Schwäbische Zeitung (Biberach)
Die Balance gehalten
Bisher hatte Deutschland Glück. In der Bundesrepublik ist islamistischen Terroristen noch kein ähnlicher Anschlag wie in Paris oder Belgien gelungen. Mal war es Zufall, mal die gute Arbeit und Zusammenarbeit der Ermittler, die dies verhindern konnte. Doch die Drohungen werden immer konkreter und folgen in immer kürzeren Abständen. Es besteht weiterhin eine hohe Gefährdung.
Mit immer neuen Sicherheitspaketen hat die Bundesregierung nach dem 11. September 2001 versucht, Lücken in den Gesetzbüchern zu schließen und die Ermittler mit den notwendigen rechtlichen Möglichkeiten und dem entsprechenden Instrumentarium auszustatten. Ein ums andere Mal endeten diese Versuche in Karlsruhe. Und auch jetzt zieht das Bundesverfassungsgericht erneut eine Schranke. Das BKA-Gesetz, das dem Bundeskriminalamt deutlich erweiterte Befugnisse im Kampf gegen den internationalen Terrorismus gibt, ist in weiten Teilen verfassungswidrig.
Die tiefen Eingriffe in die Privatsphäre, Überwachung selbst im Schlafzimmer rund um die Uhr, stellen nach Ansicht der obersten Richter ebenso Verstöße gegen Grundrechte dar wie die Gefahr, dass unbeteiligte Kontaktpersonen auch davon betroffen sein könnten. Ein berechtigter Einwand der Verfassungsrichter. Die Verhältnismäßigkeit ist hier in der Tat nicht mehr gegeben. Der Gesetzgeber muss jetzt verspätet nachsitzen und Reparaturarbeiten leisten.
Doch die Richter haben nicht einseitig den Schutz der Privatsphäre in den Vordergrund gestellt.
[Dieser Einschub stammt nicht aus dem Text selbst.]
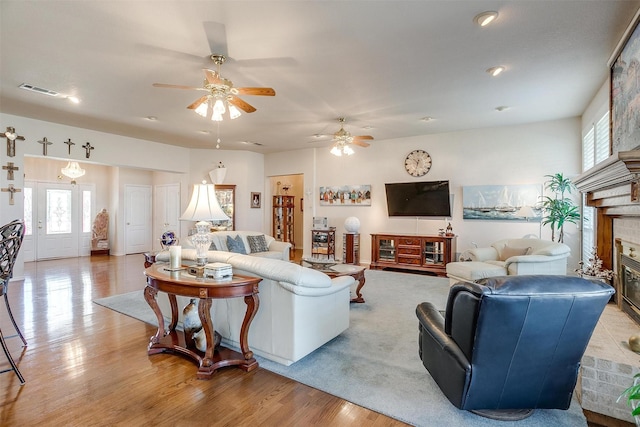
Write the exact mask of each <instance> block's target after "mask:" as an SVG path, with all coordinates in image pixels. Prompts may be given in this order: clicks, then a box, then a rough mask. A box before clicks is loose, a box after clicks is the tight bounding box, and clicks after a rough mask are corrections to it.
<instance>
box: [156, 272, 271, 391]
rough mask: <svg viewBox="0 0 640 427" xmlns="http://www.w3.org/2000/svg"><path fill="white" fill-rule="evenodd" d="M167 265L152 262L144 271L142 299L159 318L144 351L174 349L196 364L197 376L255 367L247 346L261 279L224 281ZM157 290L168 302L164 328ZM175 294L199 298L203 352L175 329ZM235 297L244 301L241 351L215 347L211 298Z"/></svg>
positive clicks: (175, 352)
Die Tatsache, dass sie Bundesregierung und Bundestag eine großzügige Frist einräumen, um wieder ein Gleichgewicht zwischen Sicherheit und Freiheit herzustellen, zeigt, dass sie nicht an der Notwendigkeit einer intensiveren Terrorabwehr zweifeln und Spielraum dafür gewähren. Damit Deutschland auch weiterhin von Anschlägen verschont bleibt, braucht es handlungsfähige Sicherheitskräfte. Auch in dieser Hinsicht ist das Urteil gelungen. Es hält die Balance zwischen Freiheit und Sicherheit.